P Type Semiconductoron 24/2/2012 & Updated on Thursday 21st of June 2018 at 10:05:33 PM
Each hole gets created from one impurity atom. So far we have explained, about the creation of holes but did not focus how a hole associated with static impurity atom can move in the crystal. But in a semiconductor crystal holes can also move like electrons but the mechanism of movement is different. When one hole that is one incomplete covalent bond created, it will not remain incomplete lifelong. Very soon electron of other neighbouring covalent bonds breaks out and seats on that hole and makes a new covalent bond. The electron when breaks out from a covalent bond it creates a hole behind it. If we look at the matter in relevant point of view, we can say that the hole moves from its previous position to a new position. Same things will happen at a new position of the hole, and hence, the hole will further move to another new position. That is how the holes move in a semiconductor crystal. Finally, we can say that in a p-type semiconductor has plenty of holes move randomly inside the crystal.
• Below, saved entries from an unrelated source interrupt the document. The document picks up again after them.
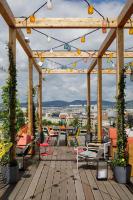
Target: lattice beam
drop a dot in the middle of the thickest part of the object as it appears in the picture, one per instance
(72, 23)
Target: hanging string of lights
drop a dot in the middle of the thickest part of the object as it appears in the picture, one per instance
(32, 17)
(91, 9)
(67, 45)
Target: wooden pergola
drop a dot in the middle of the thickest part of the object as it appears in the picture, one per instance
(117, 27)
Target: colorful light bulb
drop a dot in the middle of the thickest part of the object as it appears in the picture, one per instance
(104, 26)
(28, 30)
(32, 19)
(78, 51)
(83, 39)
(49, 4)
(49, 39)
(131, 31)
(90, 9)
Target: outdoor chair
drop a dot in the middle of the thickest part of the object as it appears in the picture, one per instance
(91, 153)
(73, 138)
(23, 151)
(45, 147)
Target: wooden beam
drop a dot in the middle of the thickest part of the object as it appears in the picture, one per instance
(7, 13)
(99, 99)
(30, 97)
(55, 23)
(125, 14)
(73, 54)
(81, 71)
(40, 104)
(9, 18)
(120, 53)
(88, 104)
(122, 20)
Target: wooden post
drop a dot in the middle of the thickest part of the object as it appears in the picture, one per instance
(99, 100)
(40, 104)
(30, 97)
(12, 107)
(120, 53)
(88, 104)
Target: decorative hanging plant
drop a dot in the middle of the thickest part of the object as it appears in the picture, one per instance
(122, 154)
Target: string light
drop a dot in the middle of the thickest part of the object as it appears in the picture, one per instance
(42, 59)
(78, 51)
(104, 26)
(49, 4)
(83, 39)
(131, 31)
(74, 64)
(49, 39)
(32, 18)
(28, 30)
(90, 9)
(51, 50)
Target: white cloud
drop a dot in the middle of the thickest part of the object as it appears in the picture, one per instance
(65, 87)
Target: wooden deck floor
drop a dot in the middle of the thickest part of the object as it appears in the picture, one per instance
(56, 178)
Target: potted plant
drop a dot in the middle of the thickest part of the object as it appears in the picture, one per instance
(121, 167)
(9, 122)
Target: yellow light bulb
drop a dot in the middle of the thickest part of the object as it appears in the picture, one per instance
(28, 30)
(131, 31)
(42, 59)
(78, 51)
(83, 39)
(90, 9)
(32, 19)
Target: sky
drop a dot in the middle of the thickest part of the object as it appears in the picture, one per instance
(63, 87)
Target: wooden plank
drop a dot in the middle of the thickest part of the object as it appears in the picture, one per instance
(40, 104)
(32, 187)
(30, 97)
(119, 190)
(19, 185)
(94, 187)
(88, 103)
(71, 189)
(126, 190)
(102, 188)
(78, 186)
(42, 180)
(26, 184)
(73, 54)
(49, 182)
(55, 23)
(99, 99)
(84, 71)
(111, 190)
(86, 186)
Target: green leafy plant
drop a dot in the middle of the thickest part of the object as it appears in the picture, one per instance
(121, 158)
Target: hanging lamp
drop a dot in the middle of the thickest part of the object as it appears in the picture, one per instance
(32, 18)
(49, 39)
(104, 26)
(78, 51)
(74, 64)
(83, 39)
(49, 4)
(28, 30)
(90, 9)
(42, 59)
(131, 31)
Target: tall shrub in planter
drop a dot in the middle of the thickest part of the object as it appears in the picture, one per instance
(10, 118)
(122, 170)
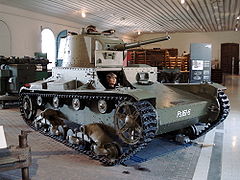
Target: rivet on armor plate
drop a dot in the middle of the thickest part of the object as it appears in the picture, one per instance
(39, 101)
(102, 106)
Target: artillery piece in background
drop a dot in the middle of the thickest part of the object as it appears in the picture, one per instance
(15, 72)
(110, 125)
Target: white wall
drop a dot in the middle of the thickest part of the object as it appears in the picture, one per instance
(182, 41)
(25, 29)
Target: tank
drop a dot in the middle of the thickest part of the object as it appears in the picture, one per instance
(108, 111)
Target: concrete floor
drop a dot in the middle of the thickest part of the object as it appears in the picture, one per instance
(54, 161)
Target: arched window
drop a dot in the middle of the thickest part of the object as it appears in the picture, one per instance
(48, 46)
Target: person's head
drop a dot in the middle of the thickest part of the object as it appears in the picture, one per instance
(111, 79)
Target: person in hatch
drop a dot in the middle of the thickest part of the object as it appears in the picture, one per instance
(111, 80)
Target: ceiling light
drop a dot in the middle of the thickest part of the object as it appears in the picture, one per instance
(83, 14)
In addition to holes generated due to trivalent impurity atoms in the p-type semiconductor crystal, there will also be thermally generated electron-hole pairs. Thermally generated electron-hole pairs mean those electron-hole pairs which get caused due to the breakdown of covalent bonds due to thermal excitations at room temperature. These thermally generated electrons contribute free electrons in the p-type semiconductor crystal. Hence, the total number of holes in a p-type semiconductor is a sum of holes due to trivalent impurity atoms and holes generated due to thermal excitation whereas free electrons are only due to thermal excitation. Hence, the number of free electrons in a p-type semiconductor is much smaller than the number of holes in it. That is why we consider holes as majority carriers, and electrons are called minority carriers in a p-type semiconductor.
The trivalent impurity used for doping purpose of a p-type semiconductor are boron, gallium, and indium.